TaskA-ValidationSet-SubmissionFormat.csv contains the shared task validation set in the submission format for easier evaluation with model outputs. This file can be re-generated with scripts/convert_to_submission_format.py.
predictions contains the model outputs for three runs
results contains the metrics after evaluating the outputs of each run

TaskB-ValidationSet-SubmissionFormat.csv contains the shared task validation set in the submission format for easier evaluation with model outputs. This file can be re-generated with scripts/convert_to_submission_format.py.

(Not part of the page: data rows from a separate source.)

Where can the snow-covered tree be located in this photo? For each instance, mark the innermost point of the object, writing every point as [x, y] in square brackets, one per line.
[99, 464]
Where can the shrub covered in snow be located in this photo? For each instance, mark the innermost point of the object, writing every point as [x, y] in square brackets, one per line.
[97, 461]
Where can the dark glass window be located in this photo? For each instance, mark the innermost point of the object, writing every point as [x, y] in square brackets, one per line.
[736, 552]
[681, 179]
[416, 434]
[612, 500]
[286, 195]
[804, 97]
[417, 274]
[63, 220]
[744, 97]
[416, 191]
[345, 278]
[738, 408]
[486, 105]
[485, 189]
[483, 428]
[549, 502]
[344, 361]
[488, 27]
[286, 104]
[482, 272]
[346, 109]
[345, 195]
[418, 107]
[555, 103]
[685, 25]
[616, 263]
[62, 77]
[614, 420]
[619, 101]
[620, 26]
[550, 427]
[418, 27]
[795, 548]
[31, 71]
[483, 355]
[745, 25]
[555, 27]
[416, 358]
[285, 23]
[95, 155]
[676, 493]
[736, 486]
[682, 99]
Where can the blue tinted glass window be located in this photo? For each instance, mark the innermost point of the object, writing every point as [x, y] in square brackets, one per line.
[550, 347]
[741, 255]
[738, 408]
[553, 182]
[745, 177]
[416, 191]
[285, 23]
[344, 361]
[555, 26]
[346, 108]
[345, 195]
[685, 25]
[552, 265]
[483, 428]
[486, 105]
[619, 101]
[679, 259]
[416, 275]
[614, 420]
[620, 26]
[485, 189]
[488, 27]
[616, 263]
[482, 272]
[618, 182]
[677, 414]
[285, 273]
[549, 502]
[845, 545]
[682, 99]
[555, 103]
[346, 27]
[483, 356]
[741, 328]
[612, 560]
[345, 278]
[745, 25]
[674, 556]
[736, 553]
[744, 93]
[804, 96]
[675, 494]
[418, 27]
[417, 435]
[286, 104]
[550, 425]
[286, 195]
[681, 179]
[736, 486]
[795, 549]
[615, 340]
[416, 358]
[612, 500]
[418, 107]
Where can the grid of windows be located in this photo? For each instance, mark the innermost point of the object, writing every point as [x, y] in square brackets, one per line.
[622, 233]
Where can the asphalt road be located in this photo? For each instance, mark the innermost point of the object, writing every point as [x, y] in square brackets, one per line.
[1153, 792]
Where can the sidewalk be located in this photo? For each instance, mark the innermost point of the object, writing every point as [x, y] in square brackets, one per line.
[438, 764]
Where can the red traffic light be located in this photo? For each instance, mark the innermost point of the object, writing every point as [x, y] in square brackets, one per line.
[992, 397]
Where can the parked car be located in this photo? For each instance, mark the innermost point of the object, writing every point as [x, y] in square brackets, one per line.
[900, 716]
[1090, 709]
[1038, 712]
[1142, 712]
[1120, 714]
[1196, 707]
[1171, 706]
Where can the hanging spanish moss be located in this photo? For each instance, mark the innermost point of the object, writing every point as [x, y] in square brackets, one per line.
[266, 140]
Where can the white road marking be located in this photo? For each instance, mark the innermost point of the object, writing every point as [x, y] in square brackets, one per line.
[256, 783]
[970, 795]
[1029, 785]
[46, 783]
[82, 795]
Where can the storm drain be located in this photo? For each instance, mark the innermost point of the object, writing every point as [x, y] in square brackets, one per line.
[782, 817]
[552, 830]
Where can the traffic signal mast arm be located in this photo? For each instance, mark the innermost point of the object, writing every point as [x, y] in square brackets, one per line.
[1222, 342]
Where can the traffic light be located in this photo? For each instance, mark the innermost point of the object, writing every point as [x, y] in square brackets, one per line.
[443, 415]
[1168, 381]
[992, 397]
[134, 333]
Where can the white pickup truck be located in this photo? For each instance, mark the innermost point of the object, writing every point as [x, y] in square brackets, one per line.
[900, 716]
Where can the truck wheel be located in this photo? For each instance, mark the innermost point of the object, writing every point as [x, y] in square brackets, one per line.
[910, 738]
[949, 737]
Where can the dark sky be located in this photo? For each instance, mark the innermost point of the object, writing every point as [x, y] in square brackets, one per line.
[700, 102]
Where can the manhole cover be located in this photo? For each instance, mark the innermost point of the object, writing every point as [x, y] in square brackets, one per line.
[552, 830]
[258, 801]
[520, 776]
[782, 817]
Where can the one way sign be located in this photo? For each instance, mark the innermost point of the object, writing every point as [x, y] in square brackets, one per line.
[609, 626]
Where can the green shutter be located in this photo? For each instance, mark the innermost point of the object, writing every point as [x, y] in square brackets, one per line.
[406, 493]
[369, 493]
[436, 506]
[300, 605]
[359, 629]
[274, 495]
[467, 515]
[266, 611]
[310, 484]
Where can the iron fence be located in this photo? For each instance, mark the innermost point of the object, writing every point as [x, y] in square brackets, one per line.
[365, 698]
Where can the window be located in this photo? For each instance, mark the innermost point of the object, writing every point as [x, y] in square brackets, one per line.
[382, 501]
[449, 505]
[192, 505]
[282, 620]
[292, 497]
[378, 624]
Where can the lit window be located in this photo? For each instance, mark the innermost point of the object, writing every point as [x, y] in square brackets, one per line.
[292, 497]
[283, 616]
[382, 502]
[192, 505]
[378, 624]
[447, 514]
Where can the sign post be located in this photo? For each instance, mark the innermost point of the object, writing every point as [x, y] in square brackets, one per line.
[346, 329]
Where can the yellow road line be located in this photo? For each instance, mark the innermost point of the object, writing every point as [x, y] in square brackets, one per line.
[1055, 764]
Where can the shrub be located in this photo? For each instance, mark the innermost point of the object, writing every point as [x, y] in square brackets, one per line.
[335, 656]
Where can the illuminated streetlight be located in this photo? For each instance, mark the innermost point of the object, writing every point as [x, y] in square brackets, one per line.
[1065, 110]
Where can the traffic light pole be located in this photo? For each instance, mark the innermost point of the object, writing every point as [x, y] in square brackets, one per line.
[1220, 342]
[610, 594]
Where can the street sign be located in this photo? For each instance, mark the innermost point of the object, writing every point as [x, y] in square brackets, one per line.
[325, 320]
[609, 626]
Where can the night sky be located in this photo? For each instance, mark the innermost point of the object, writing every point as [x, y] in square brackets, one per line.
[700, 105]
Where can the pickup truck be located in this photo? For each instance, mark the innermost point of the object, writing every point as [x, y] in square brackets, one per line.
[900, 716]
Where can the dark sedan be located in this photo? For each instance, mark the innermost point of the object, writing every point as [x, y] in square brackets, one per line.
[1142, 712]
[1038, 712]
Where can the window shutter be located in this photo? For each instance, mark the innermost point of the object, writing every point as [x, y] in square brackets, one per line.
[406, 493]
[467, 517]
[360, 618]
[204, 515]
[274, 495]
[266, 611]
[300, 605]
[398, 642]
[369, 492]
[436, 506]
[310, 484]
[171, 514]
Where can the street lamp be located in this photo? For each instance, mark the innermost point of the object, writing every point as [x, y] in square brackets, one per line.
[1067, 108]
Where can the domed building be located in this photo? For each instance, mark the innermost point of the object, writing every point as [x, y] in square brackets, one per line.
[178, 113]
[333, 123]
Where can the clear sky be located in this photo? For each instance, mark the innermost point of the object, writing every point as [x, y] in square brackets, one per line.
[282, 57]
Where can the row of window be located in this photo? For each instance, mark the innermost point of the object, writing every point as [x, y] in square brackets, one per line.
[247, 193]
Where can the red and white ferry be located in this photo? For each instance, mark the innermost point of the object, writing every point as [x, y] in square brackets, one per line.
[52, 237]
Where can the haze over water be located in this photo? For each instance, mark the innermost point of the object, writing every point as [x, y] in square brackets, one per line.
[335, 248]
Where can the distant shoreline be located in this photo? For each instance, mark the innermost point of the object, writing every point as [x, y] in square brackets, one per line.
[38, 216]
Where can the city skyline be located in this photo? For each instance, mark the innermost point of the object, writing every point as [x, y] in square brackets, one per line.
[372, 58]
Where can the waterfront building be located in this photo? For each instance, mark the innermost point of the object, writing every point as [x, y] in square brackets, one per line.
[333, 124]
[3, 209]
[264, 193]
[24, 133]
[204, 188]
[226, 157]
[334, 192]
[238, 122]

predictions contains the model outputs for three runs
results contains the metrics after evaluating the outputs of each run
predictions and results are further divided by approach, into fine-tuning and in-context-learning
in-context-learning is further divided according to the ablation into filtered and unfiltered and then random and similar, and finally note_only and dialogue_note
human_eval contains all the resources used in the human evaluation (see human_eval/README.md for more details)

Contains raw token length counts and histograms for the training and validation sets of all tasks. Further divided by tokenizer used ("gpt-4" in openai or "google/flan-t5-large" in huggingface). Can be re-generated with scripts/count_and_plot_tokens.py.